Oral Complications of Chemotherapy and Head/Neck Radiation (PDQ®): Supportive care - Health Professional Information [NCI] - Oral Mucositis
Evidence from several studies has supported the potential efficacy of low-level laser therapy in addition to oral care to decrease the duration of chemotherapy-induced oral mucositis in children.[Level of evidence: I][Level of evidence: I]
- Bland rinses:
- 0.9% saline solution.
- Sodium bicarbonate solution.
- 0.9% saline/sodium bicarbonate solution.
- Topical anesthetics:
- Lidocaine: viscous, ointments, sprays.
- Benzocaine: sprays, gels.
- 0.5% or 1.0% dyclonine hydrochloride (HCl).
- Diphenhydramine solution.
- Mucosal coating agents:
- Hydroxypropyl methylcellulose film-forming agents (e.g., Zilactin).
- Gelclair (approved by the U.S. Food and Drug Administration [FDA] as a device).
- Benzydamine HCl topical rinse (not approved in the United States).
- Opioid drugs: oral, intravenous (e.g., bolus, continuous infusion, patient-controlled analgesia [PCA]), patches, transmucosal.
- Growth factor (keratinocyte growth factor-1):
- Palifermin (approved by the FDA in December 2004 to decrease the incidence and duration of severe oral mucositis in patients undergoing high-dose chemotherapy with or without radiation therapy followed by bone marrow transplant for hematologic cancers).
Management of oral mucositis via topical approaches should address efficacy, patient acceptance, and appropriate dosing. A stepped approach is typically used, with progression from one level to the next as follows:
- Bland rinses (e.g., 0.9% normal saline and/or sodium bicarbonate solutions).
- Mucosal coating agents (e.g., antacid solutions, kaolin solutions).
- Water-soluble lubricating agents, including artificial saliva for xerostomia.
- Topical anesthetics (e.g., viscous lidocaine, benzocaine sprays/gels, dyclonine rinses, diphenhydramine solutions).

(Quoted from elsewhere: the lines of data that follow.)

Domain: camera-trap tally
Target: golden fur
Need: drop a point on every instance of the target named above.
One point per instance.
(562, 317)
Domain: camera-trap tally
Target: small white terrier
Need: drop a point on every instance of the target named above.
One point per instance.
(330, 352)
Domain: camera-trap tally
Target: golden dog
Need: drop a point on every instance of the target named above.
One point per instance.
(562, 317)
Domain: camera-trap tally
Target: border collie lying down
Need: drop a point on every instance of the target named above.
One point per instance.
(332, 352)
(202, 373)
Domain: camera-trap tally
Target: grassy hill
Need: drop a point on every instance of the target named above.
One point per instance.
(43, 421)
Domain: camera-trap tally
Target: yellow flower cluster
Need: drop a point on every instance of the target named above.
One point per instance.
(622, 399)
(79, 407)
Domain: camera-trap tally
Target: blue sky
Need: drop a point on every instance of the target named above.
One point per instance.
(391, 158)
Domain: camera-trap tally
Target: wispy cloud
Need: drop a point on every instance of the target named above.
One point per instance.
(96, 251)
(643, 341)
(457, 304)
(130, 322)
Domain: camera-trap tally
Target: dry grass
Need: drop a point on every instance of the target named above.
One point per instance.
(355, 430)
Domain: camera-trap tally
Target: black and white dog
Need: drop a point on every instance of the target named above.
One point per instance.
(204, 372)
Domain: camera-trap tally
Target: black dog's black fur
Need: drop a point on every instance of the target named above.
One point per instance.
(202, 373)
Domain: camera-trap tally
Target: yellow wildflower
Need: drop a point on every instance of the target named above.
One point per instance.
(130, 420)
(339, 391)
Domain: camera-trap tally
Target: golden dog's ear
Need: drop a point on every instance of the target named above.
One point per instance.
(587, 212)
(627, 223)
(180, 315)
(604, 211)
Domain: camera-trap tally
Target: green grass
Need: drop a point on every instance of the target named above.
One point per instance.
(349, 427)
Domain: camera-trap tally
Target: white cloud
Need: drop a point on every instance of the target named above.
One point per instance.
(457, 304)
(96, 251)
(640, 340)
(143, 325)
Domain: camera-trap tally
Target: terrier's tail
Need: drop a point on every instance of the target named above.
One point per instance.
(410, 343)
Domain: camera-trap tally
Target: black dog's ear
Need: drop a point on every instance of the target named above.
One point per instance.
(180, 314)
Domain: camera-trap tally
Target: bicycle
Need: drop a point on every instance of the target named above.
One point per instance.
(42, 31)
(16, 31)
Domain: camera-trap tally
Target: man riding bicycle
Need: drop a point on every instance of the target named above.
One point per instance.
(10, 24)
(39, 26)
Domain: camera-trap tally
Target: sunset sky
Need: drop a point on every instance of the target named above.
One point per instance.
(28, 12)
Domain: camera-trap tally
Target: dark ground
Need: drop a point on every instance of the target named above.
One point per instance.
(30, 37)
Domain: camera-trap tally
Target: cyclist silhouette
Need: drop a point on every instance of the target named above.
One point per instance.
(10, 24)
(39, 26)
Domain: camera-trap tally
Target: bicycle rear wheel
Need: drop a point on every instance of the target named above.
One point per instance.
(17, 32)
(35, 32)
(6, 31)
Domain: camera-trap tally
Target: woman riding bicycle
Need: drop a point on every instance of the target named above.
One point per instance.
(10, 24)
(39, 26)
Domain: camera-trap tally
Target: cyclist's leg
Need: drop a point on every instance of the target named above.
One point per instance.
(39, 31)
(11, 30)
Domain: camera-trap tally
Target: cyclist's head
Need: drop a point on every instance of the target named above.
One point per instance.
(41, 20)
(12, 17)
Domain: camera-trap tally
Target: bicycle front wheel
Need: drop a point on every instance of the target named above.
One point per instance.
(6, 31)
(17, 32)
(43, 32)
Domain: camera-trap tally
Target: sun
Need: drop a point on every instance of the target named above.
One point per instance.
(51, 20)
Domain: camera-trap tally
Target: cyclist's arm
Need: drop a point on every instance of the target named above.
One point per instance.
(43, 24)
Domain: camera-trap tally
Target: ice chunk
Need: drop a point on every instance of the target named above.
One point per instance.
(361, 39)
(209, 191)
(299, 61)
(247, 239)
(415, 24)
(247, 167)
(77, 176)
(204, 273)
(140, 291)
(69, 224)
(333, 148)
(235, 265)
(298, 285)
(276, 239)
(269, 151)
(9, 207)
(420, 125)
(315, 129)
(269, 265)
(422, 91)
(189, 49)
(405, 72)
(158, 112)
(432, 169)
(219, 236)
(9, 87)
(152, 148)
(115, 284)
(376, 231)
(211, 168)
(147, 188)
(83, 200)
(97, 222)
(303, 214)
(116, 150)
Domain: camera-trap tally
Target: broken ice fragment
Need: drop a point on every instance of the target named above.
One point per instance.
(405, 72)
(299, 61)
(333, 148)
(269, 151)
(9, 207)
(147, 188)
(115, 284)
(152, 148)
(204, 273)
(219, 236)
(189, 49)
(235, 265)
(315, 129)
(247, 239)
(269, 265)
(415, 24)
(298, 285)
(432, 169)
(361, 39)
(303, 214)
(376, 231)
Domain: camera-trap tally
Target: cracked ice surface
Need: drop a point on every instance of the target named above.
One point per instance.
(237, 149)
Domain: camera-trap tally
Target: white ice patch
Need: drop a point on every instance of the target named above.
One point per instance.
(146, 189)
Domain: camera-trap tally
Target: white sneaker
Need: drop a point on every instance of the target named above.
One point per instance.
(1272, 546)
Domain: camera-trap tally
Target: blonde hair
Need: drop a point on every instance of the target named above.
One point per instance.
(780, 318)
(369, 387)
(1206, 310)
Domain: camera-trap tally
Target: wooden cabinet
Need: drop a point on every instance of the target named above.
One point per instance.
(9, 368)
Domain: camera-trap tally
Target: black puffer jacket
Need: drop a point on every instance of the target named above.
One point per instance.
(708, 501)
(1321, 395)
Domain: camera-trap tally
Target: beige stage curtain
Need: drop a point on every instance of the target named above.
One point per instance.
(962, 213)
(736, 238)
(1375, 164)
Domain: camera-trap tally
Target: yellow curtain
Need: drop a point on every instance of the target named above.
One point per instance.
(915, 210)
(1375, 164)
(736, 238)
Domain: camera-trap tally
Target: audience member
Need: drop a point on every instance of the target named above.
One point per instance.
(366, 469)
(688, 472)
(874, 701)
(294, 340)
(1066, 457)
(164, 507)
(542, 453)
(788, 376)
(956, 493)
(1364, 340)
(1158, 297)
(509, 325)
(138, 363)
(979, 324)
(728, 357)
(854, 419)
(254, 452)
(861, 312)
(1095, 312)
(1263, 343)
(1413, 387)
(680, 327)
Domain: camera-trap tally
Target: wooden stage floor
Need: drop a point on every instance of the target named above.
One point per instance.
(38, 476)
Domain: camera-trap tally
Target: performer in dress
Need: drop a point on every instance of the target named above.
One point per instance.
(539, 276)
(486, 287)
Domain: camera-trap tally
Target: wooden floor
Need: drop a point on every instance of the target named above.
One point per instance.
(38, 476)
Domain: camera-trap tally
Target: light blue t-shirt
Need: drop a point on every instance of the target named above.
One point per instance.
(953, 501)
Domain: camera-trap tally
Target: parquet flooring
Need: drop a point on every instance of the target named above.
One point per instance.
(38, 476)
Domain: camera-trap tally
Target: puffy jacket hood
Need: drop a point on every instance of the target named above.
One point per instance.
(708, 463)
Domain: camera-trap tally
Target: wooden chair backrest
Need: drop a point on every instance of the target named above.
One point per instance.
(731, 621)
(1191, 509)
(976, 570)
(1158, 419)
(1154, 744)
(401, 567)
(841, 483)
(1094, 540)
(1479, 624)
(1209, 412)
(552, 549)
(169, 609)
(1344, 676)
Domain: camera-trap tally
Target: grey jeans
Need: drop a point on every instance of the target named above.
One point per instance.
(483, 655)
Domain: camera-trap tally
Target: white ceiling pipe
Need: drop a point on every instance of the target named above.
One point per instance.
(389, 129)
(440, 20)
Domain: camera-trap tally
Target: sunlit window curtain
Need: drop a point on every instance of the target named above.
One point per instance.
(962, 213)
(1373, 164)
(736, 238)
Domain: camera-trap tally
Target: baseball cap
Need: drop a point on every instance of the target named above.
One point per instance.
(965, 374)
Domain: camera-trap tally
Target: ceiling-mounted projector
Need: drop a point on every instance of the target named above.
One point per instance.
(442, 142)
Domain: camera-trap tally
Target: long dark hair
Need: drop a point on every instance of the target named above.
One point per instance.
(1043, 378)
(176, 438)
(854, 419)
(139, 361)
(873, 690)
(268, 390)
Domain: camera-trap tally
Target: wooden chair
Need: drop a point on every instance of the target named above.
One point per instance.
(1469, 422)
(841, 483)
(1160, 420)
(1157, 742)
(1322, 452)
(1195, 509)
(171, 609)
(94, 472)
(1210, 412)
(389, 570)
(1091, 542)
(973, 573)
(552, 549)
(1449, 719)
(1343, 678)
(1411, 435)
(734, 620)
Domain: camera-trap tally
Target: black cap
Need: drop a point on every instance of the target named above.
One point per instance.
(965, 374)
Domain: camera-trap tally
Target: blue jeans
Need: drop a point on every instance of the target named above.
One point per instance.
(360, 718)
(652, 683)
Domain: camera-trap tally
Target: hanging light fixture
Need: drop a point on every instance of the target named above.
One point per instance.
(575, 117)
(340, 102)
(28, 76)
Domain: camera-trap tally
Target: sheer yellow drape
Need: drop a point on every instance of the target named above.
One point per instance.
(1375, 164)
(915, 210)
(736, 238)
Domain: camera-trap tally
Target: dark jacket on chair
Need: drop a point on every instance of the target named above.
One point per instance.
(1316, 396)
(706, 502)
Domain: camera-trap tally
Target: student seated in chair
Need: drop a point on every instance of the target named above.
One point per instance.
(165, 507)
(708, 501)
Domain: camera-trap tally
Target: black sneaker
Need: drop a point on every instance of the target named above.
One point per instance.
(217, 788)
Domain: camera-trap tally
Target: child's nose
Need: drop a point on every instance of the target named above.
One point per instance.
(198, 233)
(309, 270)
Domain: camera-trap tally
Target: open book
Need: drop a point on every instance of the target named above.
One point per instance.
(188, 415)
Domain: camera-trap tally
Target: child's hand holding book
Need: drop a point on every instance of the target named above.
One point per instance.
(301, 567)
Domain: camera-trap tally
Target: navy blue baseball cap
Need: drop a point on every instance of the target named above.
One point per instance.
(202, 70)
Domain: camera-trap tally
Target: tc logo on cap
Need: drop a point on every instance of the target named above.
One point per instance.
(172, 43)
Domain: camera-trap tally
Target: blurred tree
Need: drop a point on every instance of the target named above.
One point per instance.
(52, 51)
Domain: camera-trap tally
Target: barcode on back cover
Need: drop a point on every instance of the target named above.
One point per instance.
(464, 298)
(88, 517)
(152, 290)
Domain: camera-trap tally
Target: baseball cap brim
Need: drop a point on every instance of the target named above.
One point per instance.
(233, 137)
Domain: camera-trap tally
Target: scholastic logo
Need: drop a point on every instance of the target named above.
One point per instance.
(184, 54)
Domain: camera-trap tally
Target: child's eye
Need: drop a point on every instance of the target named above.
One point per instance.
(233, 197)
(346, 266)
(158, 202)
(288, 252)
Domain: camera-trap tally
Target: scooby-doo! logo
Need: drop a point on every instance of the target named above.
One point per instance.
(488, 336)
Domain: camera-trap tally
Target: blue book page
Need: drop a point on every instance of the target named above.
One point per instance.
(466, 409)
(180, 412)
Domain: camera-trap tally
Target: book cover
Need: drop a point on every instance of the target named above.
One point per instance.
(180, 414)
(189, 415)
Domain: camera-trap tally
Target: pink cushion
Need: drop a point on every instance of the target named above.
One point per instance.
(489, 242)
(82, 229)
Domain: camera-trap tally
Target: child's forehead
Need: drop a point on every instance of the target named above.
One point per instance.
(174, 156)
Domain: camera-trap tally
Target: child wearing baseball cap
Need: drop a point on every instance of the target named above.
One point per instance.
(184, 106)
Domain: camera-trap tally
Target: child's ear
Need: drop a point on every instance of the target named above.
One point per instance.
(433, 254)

- Cellulose film-forming agents for covering localized ulcerative lesions (e.g., hydroxypropyl cellulose).
Normal saline solution is prepared by adding approximately 1 tsp of table salt to 32 oz of water. The solution can be administered at room or refrigerated temperatures, depending on patient preference. The patient should rinse and swish approximately 1 tbsp, followed by expectoration; this can be repeated as often as necessary to maintain oral comfort. Sodium bicarbonate (1–2 tbsp/qt) can be added, if viscous saliva is present. Saline solution can enhance oral lubrication directly as well as by stimulating salivary glands to increase salivary flow.
A soft toothbrush that is replaced regularly should be used to maintain oral hygiene. Foam-swab brushes do not effectively clean teeth and should not be considered a routine substitute for a soft nylon-bristled toothbrush; additionally, the rough sponge surface may irritate and damage the mucosal surfaces opposite the tooth surfaces being brushed.
On the basis of nonoral mucosa wound-healing studies, the repeated use of hydrogen peroxide rinses for daily preventive oral hygiene is not recommended, especially if mucositis is present, because of the potential for damage to fibroblasts and keratinocytes, which can cause delayed wound healing.[36,37,38,39] Using 3% hydrogen peroxide diluted 1:1 with water or normal saline to remove hemorrhagic debris may be helpful; however, this approach should only be used for 1 or 2 days because more extended use may impair timely healing of mucosal lesions associated with bleeding.